La sociologa Cornelia Kristen spiega perché l'esposizione alla lingua sia fondamentale nell'apprendimento di una lingua ed esplora le possibili cause delle disuguaglianze nel livello di istruzione degli immigrati.

Sabine Gysi: È importante che gli immigrati imparino a parlare e leggere la lingua del loro nuovo Paese, dove potrebbero vivere a lungo. Quali fattori influenzano positivamente l'apprendimento linguistico?

Cornelia Kristen: Si distinguono tre componenti nell'apprendimento di una lingua. In primo luogo, l'esposizione: è necessario essere esposti a una nuova lingua, ad esempio attraverso il contatto con madrelingua o frequentando corsi di lingua. In secondo luogo, l'efficienza, che in sostanza significa che alcuni individui sono più veloci di altri nell'apprendere una nuova lingua, o sono più dotati – questo è legato principalmente a fattori come le capacità cognitive, che variano da persona a persona.

“Se sai che rimarrai per un periodo prolungato, è molto più sensato fare investimenti. Quindi anche gli incentivi e la motivazione giocano un ruolo importante.”

Il terzo fattore è la motivazione, o gli incentivi. Si tratta di quegli elementi che rendono più o meno propensi a investire nell'apprendimento di una lingua. Ad esempio, i rifugiati che non sanno se rimarranno o meno nel paese di destinazione sono meno propensi a frequentare un corso di lingua, poiché potrebbero dover partire da un giorno all'altro. Tuttavia, se si sa di dover rimanere per un periodo prolungato, è molto più ragionevole fare un tale investimento. Quindi, incentivi e motivazione giocano un ruolo importante.

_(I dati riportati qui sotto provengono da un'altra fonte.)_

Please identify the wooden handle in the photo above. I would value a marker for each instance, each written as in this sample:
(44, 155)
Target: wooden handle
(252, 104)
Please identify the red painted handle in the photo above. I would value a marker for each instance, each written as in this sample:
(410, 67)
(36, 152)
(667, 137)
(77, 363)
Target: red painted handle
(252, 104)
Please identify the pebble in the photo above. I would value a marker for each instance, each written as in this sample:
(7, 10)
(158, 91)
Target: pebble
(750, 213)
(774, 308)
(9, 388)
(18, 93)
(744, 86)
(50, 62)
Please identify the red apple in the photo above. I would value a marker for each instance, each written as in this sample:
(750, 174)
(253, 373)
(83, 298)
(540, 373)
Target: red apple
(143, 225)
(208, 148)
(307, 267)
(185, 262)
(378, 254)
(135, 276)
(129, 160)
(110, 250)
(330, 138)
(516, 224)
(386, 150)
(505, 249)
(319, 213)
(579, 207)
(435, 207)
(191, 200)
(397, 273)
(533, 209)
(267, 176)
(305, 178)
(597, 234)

SG: Hai collaborato alla stesura del libro Ethnische Ungleichheiten im Bildungsverlauf [Disuguaglianze etniche nell’istruzione]Queste disparità affondano le loro radici principalmente nella società nel suo complesso, oppure sono forse una conseguenza del sistema scolastico?

CK: Sono molti i fattori che contribuiscono al problema; non dovremmo presumere immediatamente che le istituzioni ne siano la causa principale. È meglio considerare prima i vari fattori che, come dimostrato ripetutamente, contribuiscono alle disuguaglianze etniche, per poi tornare ad analizzare il ruolo delle istituzioni.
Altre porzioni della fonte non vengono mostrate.